Add a column TS of the TIMESTAMP type to the table CLICK_STREAM, and populate the numeric values from the column TS for each row. Reference the column TS instead of the column DT from now on.

C.

Create a view CLICK_STREAM_V, where strings from the column DT are cast into TIMESTAMP values. Reference the view CLICK_STREAM_V instead of the table CLICK_STREAM from now on.

D.

Add two columns to the table CLICK STREAM: TS of the TIMESTAMP type and IS_NEW of the BOOLEAN type. Reload all data in append mode. For each appended row, set the value of IS_NEW to true. For future queries, reference the column TS instead of the column DT, with the WHERE clause ensuring that the value of IS_NEW must be true.

E.

Construct a query to return every row of the table CLICK_STREAM, while using the built-in function to cast strings from the column DT into TIMESTAMP values. Run the query into a destination table NEW_CLICK_STREAM, in which the column TS is the TIMESTAMP type. Reference the table NEW_CLICK_STREAM instead of the table CLICK_STREAM from now on. In the future, new data is loaded into the table NEW_CLICK_STREAM.

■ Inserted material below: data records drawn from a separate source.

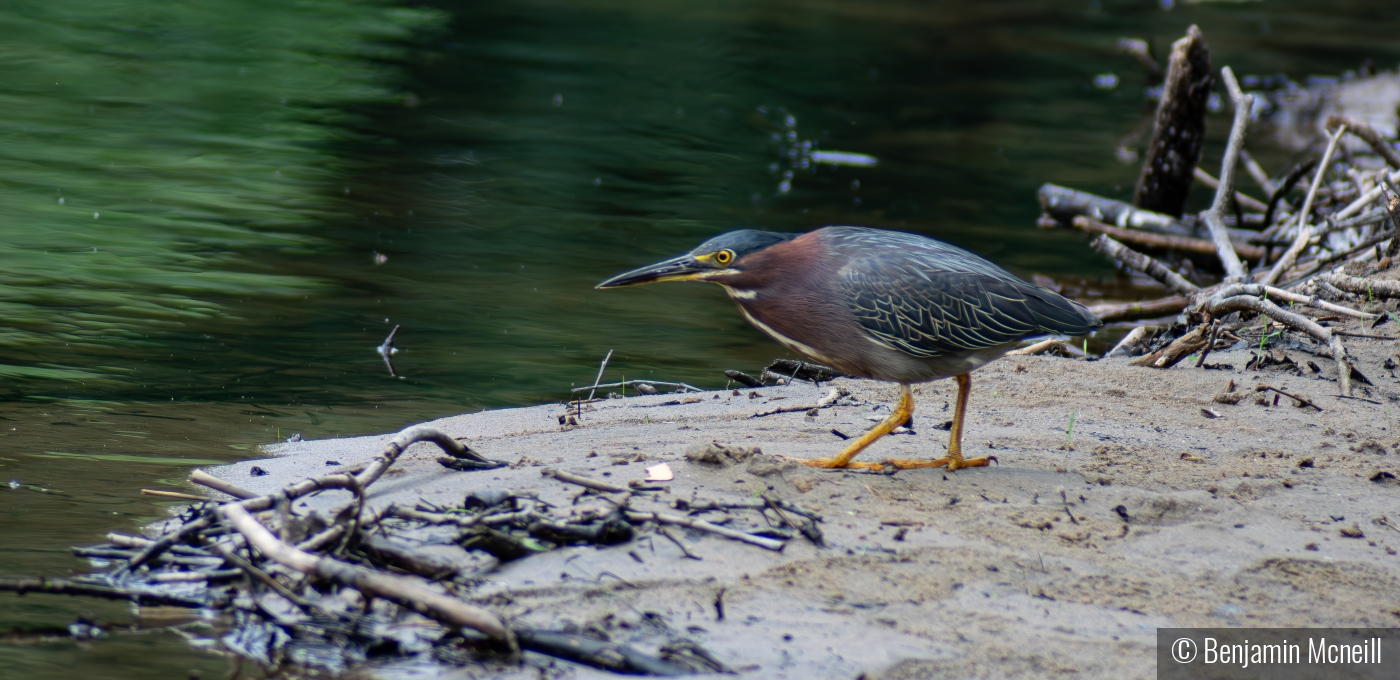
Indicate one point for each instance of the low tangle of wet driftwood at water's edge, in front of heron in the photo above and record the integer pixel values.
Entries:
(307, 591)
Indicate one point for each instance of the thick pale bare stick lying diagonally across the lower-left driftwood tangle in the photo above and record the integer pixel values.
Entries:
(405, 591)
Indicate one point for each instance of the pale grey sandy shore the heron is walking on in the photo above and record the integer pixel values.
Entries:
(1063, 560)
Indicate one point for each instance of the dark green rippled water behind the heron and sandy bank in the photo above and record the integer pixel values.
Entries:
(195, 194)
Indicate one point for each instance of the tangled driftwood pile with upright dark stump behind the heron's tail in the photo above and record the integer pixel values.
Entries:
(1319, 244)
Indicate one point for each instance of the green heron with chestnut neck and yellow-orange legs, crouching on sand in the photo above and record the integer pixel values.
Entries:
(877, 304)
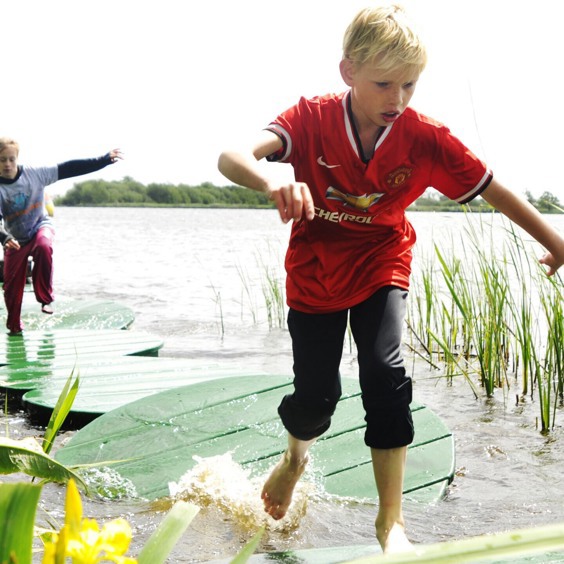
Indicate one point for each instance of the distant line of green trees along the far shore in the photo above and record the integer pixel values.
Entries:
(131, 193)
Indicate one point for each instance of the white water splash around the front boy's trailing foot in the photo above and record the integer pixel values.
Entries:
(220, 481)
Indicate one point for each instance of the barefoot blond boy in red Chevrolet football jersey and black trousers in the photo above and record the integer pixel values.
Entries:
(360, 158)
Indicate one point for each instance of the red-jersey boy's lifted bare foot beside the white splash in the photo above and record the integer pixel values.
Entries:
(279, 487)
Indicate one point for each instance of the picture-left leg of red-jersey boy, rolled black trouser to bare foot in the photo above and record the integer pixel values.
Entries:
(317, 344)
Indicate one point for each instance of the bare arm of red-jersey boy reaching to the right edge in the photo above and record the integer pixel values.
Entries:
(531, 220)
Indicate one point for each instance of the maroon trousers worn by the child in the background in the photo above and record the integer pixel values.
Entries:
(40, 249)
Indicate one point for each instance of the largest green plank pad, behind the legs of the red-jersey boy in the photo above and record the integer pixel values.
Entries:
(157, 437)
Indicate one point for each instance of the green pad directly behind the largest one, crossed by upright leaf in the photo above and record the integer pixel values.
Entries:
(105, 383)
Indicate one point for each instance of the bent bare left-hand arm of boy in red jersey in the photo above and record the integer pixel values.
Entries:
(292, 200)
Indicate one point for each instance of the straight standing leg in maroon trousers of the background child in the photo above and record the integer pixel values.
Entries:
(15, 274)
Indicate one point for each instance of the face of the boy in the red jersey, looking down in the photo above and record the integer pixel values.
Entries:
(379, 96)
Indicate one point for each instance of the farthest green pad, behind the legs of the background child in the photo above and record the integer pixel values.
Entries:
(74, 314)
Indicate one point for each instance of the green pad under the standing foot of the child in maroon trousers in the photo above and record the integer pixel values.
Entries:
(44, 346)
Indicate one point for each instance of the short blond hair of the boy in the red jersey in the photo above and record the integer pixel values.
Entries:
(384, 35)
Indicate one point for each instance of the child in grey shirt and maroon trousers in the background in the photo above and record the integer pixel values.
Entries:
(27, 229)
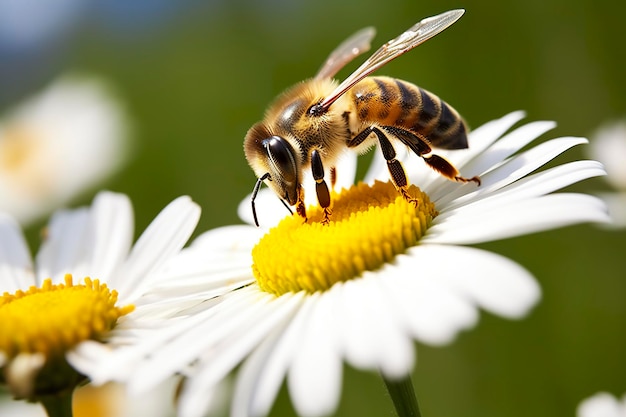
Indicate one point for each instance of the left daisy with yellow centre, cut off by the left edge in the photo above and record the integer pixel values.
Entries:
(86, 277)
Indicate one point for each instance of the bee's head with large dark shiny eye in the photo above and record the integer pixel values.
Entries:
(275, 161)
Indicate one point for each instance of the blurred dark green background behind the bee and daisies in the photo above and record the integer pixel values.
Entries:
(198, 75)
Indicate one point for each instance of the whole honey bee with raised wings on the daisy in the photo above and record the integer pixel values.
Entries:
(313, 122)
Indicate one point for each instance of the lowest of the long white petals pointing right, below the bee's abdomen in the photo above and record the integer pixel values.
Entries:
(518, 218)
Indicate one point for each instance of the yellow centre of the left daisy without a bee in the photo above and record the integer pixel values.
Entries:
(54, 318)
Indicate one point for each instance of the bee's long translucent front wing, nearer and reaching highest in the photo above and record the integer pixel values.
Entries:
(414, 36)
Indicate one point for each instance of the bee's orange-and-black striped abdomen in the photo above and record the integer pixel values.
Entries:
(393, 102)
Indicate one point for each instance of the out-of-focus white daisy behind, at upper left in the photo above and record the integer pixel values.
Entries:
(57, 144)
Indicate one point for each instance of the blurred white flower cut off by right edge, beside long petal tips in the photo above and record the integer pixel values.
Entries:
(608, 145)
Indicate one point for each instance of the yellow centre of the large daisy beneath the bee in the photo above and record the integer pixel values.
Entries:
(370, 225)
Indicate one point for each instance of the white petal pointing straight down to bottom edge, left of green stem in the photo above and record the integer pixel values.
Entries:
(316, 372)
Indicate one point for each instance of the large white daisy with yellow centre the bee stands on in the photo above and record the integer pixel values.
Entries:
(299, 299)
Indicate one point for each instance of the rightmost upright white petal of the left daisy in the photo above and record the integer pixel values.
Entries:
(164, 237)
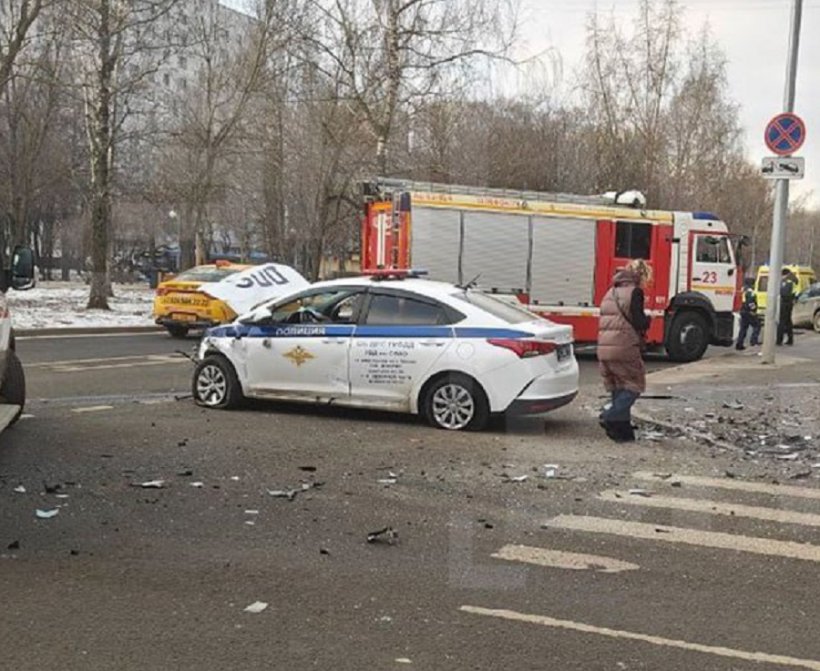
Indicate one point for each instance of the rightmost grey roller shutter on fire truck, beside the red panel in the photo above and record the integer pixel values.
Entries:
(563, 261)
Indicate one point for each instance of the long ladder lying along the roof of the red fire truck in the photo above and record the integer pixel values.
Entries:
(381, 186)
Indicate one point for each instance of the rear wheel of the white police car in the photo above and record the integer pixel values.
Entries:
(455, 402)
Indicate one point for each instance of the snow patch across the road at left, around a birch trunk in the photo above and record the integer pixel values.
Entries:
(62, 305)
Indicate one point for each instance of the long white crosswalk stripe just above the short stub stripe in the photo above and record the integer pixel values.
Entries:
(711, 539)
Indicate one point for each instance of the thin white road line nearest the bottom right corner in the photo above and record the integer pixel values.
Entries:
(545, 621)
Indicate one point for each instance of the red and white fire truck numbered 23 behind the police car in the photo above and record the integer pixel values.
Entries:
(558, 253)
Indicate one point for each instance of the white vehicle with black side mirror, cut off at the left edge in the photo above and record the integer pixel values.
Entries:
(12, 379)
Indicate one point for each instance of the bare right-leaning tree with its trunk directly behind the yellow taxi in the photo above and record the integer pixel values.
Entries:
(214, 111)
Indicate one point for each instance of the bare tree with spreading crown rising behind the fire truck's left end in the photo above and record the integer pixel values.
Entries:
(395, 53)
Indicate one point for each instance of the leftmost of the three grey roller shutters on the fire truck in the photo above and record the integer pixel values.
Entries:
(436, 242)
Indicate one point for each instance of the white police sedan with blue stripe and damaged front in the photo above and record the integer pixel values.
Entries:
(452, 354)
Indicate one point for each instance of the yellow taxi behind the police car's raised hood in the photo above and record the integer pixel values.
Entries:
(179, 306)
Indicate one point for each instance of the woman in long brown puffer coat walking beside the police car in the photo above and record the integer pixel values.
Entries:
(621, 331)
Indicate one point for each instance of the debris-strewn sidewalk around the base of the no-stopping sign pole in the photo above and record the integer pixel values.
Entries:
(766, 413)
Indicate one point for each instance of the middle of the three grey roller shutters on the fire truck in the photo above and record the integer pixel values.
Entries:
(498, 247)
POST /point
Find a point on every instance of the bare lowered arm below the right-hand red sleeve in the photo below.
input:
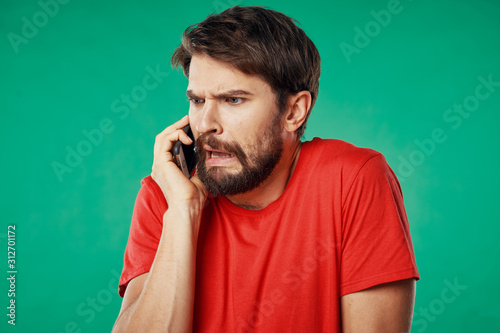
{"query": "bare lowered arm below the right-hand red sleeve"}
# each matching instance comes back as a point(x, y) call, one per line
point(386, 308)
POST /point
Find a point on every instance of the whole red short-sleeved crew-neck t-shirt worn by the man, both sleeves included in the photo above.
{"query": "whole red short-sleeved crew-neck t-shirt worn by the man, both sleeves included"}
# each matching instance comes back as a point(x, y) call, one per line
point(339, 227)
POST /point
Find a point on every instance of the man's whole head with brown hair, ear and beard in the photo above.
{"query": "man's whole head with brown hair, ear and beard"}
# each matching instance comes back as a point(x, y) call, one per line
point(253, 78)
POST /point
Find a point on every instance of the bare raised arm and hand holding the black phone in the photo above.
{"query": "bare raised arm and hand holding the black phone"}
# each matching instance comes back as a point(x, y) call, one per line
point(162, 300)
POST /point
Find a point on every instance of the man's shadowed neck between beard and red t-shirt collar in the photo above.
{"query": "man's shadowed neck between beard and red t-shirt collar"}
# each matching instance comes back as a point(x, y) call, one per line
point(272, 188)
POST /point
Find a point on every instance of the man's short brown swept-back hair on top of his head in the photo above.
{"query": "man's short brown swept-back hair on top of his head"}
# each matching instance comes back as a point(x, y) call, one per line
point(257, 41)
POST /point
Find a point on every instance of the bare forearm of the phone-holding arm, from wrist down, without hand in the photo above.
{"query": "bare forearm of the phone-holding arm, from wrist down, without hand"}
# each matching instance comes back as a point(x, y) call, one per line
point(167, 298)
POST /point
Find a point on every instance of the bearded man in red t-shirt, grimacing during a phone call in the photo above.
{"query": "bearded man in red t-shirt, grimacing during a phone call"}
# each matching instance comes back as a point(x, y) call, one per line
point(271, 234)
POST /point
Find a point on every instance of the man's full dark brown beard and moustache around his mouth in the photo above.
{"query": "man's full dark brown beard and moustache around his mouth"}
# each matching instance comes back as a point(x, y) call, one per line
point(257, 163)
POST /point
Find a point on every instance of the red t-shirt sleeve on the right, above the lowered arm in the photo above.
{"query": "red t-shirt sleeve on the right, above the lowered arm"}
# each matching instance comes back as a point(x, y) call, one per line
point(376, 242)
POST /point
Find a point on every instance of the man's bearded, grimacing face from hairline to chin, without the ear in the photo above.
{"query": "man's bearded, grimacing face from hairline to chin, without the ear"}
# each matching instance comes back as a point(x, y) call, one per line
point(237, 124)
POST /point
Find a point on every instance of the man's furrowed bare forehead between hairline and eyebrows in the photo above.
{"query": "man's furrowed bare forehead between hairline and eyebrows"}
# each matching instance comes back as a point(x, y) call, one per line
point(209, 75)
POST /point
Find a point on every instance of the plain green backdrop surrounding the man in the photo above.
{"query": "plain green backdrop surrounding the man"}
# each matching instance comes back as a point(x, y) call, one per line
point(390, 95)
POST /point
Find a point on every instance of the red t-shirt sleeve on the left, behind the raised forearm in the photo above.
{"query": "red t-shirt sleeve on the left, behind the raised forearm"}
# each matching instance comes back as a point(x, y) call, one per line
point(145, 232)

You are building a model to make clothing recommendations. You know a user’s fashion preference is likely to change over time, so you build a data pipeline to stream new data back to the model as it becomes available. How should you use this data to train the model?

A.

Continuously retrain the model on just the new data.

B.

Continuously retrain the model on a combination of existing data and the new data.

C.

Train on the existing data while using the new data as your test set.

D.

Train on the new data while using the existing data as your test set.